今回ここでお伝えしたいのは、この話ではありません。



それから、「使役」といっても、語義はいくつかに分かれます。

〔使役〕首相は大臣に視察に行かせた
〔放任・許容〕しばらく休ませてくれ
〔不本意なことや迷惑なこと〕息子を戦争で死なせる
【ベネッセ表現読解国語辞典より】
「せる・させる」の基本―どんな動詞に付くか
次に、どんな動詞に「せる・させる」が付くか、国語辞典からいろいろな例文を拾いながら考えてみます。

一足先に行かせてもらいます
監督は打者に初球を打たせた
時計の針を二〇分ほど進ませる
捕手が投手に直球を投げさせる
水を沸騰させる
【すべて大辞林第四版より】
前にある動詞(赤太字)の種類に注目すると、

「行く」= 自動詞
「打つ」= 他動詞(~を打つ)
「進む」= 自動詞
「投げる」= 他動詞(~を投げる)
「沸騰する」= 自動詞
です。自動詞に「せる・させる」を付けると、「自動詞としての行為をするようにしむける」という意味になるので、「行く」→「行かせる」、「進む」→「進ませる」、「沸騰する」→「沸騰させる」という関係が成り立ちます。
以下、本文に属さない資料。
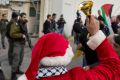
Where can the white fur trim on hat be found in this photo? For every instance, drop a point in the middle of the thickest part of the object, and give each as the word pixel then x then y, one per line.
pixel 23 77
pixel 59 60
pixel 96 40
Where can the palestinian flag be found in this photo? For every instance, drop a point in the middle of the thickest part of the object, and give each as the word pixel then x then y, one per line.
pixel 106 13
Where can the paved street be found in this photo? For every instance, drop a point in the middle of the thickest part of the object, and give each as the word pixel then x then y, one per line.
pixel 7 69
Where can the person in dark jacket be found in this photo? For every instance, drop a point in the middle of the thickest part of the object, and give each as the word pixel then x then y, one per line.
pixel 61 22
pixel 53 22
pixel 77 29
pixel 18 39
pixel 3 25
pixel 47 25
pixel 114 24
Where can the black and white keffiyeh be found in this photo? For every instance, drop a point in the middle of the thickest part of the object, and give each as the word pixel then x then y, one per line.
pixel 50 71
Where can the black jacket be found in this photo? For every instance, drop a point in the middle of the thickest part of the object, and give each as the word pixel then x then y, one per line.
pixel 47 27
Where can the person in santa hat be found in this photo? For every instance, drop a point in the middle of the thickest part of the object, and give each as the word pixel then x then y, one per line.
pixel 52 53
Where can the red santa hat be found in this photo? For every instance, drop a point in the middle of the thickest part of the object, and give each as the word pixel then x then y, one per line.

一方、他動詞の場合は目的語をとっているので、「〈誰々に〉~〈何々を〉○○するようにしむける」という形になっている点に注意してください。「打者が初球を打つ」→「打者に初球を打たせた」、「投手が直球を投げる」→「投手に直球を投げさせる」という関係です。

「せる・させる」が自動詞に付く場合
たとえば、「向上する」は自動詞です。「学力が向上する」のように、「〈何々が〉向上する」という言い方しかできず、「学力を向上する」のように目的語をとることはできません。ちょっとググってみると、目的語をとっている例は山ほど出てきますが、基本的には正しくない形です。

では、自動詞しかない「向上する」を他動詞のように、つまり「~を向上~」の形で使いたければどうするか。ここで登場するのが「せる」です。「学力を向上させる」にすればいい。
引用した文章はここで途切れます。